1H NMR (400 MHz, CDCl3): δ 6.13 (s, J = 4.1 Hz, 1H, CH2CC), 5.58 (s, J = 4.7 Hz, 1H, CH2CC), 5.16 (t, J = 4.5
Hz, 1H, OCHO), 4.29 (m, J = 3.2 Hz, 2H, CH2CH2OCH), 3.89 (m, J = 5.4 Hz, 2H, CH2OCH), 3.68 (m, J = 3.6 Hz,
2H, CH2CH2CH2CH), 1.96-1.83 (m, 7H, CH3C, CH2CH2CH). 1H NMR spectrum of TMA is shown in Fig. S2.
Synthesis of PEO43-Br macroinitiator
PEO43-Br macroinitiator was prepared by the reaction of MeO-PEO43-OH with 2-bromoisobutyryl bromide in the
presence of triethylamine on the basis of a previously reported method.3 MeO-PEO43-OH (10.0 g, 5.30 mmol) was
dissolved in toluene (250 mL) to remove traces of water by azeotropic distillation at 135 oC. Triethylamine (2.0
mL) and 2-bromoisobutyryl bromide (1.90 mL, 15.0 mmol) dissolved in anhydrous toluene (20 mL) were
sequentially added to the flask at a rate of approximately 5 s per drop. After 36 h reaction, the precipitated
byproducts were removed by filtration. The organic solution was then washed with pure water, 1.0 M HCl (50 mL)
and 1.0 M NaOH (50 mL) aqueous solutions and dried over anhydrous MgSO4. The crude product was
precipitated in 400 mL of diethyl ether twice and dried in vacuum. Yield: 80%.

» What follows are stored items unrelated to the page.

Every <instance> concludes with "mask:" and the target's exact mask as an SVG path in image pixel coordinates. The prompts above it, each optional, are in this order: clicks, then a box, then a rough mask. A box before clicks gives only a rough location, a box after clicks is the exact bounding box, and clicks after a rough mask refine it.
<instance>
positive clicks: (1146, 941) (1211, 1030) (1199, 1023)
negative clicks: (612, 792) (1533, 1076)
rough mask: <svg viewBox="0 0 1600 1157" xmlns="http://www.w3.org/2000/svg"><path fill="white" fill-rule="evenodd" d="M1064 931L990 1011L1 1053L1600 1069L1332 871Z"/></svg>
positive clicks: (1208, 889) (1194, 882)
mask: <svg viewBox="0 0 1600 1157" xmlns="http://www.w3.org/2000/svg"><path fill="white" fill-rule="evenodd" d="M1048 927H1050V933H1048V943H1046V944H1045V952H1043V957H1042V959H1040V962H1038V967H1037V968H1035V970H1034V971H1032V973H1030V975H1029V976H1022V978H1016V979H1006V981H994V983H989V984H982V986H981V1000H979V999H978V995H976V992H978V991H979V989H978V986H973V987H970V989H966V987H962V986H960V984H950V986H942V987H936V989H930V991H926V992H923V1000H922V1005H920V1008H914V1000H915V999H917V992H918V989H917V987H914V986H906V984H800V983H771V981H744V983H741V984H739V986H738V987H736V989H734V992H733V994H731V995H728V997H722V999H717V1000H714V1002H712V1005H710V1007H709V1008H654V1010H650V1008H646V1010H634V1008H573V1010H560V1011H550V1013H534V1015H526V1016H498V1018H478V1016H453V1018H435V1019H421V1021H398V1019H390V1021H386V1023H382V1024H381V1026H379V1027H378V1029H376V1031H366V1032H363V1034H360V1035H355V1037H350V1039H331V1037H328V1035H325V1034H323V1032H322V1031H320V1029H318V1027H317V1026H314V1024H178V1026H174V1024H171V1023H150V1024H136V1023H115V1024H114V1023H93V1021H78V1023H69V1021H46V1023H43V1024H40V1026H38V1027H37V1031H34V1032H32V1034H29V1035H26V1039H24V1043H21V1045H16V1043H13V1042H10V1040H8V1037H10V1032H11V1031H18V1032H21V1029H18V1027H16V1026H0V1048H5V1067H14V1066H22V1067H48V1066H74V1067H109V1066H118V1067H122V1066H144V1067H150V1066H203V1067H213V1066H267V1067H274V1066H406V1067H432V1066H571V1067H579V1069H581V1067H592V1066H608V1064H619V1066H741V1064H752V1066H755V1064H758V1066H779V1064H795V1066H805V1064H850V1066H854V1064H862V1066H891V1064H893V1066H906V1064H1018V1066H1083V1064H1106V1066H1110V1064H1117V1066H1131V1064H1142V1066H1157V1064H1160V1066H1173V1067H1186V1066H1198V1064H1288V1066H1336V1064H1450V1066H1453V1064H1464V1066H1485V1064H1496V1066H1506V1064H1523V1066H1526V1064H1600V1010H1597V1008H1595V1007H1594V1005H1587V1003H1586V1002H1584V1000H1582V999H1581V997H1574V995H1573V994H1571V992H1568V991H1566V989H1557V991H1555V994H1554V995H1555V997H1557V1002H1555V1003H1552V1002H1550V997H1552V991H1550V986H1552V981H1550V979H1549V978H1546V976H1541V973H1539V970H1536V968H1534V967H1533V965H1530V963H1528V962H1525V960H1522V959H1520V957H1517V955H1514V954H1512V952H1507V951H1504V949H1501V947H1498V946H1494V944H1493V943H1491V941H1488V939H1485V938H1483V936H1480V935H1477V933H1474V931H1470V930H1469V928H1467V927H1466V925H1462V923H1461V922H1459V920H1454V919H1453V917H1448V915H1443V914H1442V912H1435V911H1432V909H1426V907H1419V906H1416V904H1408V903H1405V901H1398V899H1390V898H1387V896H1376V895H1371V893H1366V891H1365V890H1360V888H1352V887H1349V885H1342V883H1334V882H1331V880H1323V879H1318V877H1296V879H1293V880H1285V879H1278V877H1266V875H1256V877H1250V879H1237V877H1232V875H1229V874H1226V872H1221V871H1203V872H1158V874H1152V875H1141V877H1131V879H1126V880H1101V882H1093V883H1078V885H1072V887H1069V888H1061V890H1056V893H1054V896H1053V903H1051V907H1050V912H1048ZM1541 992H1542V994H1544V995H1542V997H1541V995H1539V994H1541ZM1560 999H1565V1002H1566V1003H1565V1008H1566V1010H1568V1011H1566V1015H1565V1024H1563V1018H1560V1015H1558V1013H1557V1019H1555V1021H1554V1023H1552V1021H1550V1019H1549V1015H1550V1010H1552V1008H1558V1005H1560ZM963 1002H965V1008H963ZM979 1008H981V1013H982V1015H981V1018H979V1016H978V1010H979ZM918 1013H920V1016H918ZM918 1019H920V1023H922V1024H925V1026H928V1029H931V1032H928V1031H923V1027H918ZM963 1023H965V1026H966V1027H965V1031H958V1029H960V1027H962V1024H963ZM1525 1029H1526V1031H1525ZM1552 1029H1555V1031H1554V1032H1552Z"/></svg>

1H NMR (400 MHz, CDCl3): δ 4.35 (t, J = 1.5 Hz, 2H, CH2OCO), 3.66 (broad, 170H, OCH2CH2O), 3.40 (s, J =
1.1 Hz, 3H, CH3O), 1.96 (s, 6H, (CH3)2C). 1H NMR spectrum is shown in Fig. S4 A.
Supplementary References
1. Greene, A. C., Zhu, J., Pochan, D. J., Jia, X. & Kiick, K. L. Poly(acrylic acid-b-styrene) Amphiphilic Multiblock Copolymers as Building Blocks for the Assembly of Discrete Nanoparticles. Macromolecules 44, 1942-1951, (2011).
2. Xuan, J. A., Pelletier, M., Xia, H. S. & Zhao, Y. Ultrasound-Induced Disruption of Amphiphilic Block Copolymer Micelles. Macromol. Chem. Phys. 212, 498-506, (2011).
3. Lu, H. et al. Preparation of water-dispersible silver-decorated polymer vesicles and micelles with excellent antibacterial efficacy. Polym. Chem. 3, 2217-2227, (2012).